La BT55, la celebre “sogliola”, era una vettura estrema, bassissima, difficile. Un progetto pensato per andare oltre, forse troppo.

Il 14 maggio 1986, al Paul Ricard, durante un test privato, una nota stonata spezzò la melodia. Un alettone che si stacca, la monoposto che decolla, il fumo, i soccorsi in ritardo. Prost si fermò per primo cercando un estintore. Rosberg si fermò anche lui, quasi a chiudere il cerchio di quel duello di Zeltweg.

In quel fumo nero di benzina e bianco d’olio c’era tutto: il mondiale che forse sarebbe arrivato, la bellezza dei ventotto anni, quel sorriso gentile e mai arrogante.

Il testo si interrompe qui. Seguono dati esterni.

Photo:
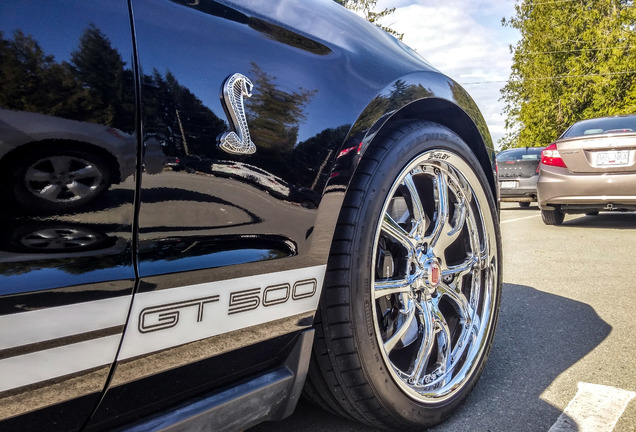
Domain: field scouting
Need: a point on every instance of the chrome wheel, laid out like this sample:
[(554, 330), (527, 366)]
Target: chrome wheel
[(434, 278), (63, 179), (410, 302)]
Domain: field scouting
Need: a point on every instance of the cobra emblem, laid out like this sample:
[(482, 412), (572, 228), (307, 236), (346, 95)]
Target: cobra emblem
[(238, 141)]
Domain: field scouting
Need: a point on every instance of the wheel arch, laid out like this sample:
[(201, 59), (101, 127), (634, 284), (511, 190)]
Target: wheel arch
[(424, 96)]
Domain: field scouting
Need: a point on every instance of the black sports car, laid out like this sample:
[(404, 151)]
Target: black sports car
[(339, 238)]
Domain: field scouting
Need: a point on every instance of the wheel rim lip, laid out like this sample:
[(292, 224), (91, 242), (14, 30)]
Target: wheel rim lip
[(31, 180), (477, 348)]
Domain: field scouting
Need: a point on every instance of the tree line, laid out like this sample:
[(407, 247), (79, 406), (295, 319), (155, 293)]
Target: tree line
[(576, 59)]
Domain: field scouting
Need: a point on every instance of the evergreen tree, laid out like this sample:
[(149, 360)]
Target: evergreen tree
[(367, 7), (576, 59)]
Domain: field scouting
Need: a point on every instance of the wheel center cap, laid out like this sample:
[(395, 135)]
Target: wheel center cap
[(433, 273)]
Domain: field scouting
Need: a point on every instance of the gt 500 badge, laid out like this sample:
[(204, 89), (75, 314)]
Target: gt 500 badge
[(175, 316)]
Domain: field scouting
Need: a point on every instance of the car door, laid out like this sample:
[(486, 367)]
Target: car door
[(68, 153), (231, 251)]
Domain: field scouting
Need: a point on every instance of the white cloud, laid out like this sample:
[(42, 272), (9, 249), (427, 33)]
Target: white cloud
[(465, 40)]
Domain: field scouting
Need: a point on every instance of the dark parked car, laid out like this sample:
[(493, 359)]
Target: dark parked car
[(590, 168), (342, 243), (518, 171)]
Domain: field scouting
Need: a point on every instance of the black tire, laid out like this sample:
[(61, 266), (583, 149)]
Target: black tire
[(58, 179), (552, 217), (453, 283)]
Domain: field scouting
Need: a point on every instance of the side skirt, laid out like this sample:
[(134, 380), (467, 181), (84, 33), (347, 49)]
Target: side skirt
[(269, 396)]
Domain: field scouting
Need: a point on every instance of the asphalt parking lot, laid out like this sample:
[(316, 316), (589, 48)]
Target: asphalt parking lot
[(565, 350)]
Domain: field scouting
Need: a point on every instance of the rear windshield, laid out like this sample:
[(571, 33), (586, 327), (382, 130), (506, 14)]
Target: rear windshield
[(601, 126), (529, 153)]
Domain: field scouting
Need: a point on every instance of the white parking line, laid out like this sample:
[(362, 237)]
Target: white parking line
[(518, 219), (595, 408)]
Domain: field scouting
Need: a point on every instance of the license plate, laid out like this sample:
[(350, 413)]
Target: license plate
[(612, 158)]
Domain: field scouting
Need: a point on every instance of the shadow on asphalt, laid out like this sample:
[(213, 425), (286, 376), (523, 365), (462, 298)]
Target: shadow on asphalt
[(611, 220), (539, 336)]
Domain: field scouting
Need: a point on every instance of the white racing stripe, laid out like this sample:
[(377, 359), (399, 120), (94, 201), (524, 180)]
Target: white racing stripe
[(171, 317), (595, 408), (43, 365), (46, 324)]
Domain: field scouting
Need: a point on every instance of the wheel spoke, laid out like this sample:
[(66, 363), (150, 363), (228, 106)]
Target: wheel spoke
[(419, 217), (426, 345), (79, 190), (444, 356), (460, 300), (36, 175), (394, 230), (401, 332), (50, 192), (89, 171), (61, 164), (442, 213)]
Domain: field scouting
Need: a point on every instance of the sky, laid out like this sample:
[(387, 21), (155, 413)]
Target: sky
[(465, 40)]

Elio se ne andò il giorno dopo, il 15 maggio. Troppo presto, come nei versi di Mogol: “Io son partito poi così d’improvviso che non ho avuto il tempo di salutare”.

E allora resta il vento. Restano le note. Resta l’immagine di un pilota elegante senza volerlo essere, veloce senza diventare mai sguaiato.

Suonava il pianoforte, il pilota di Roma.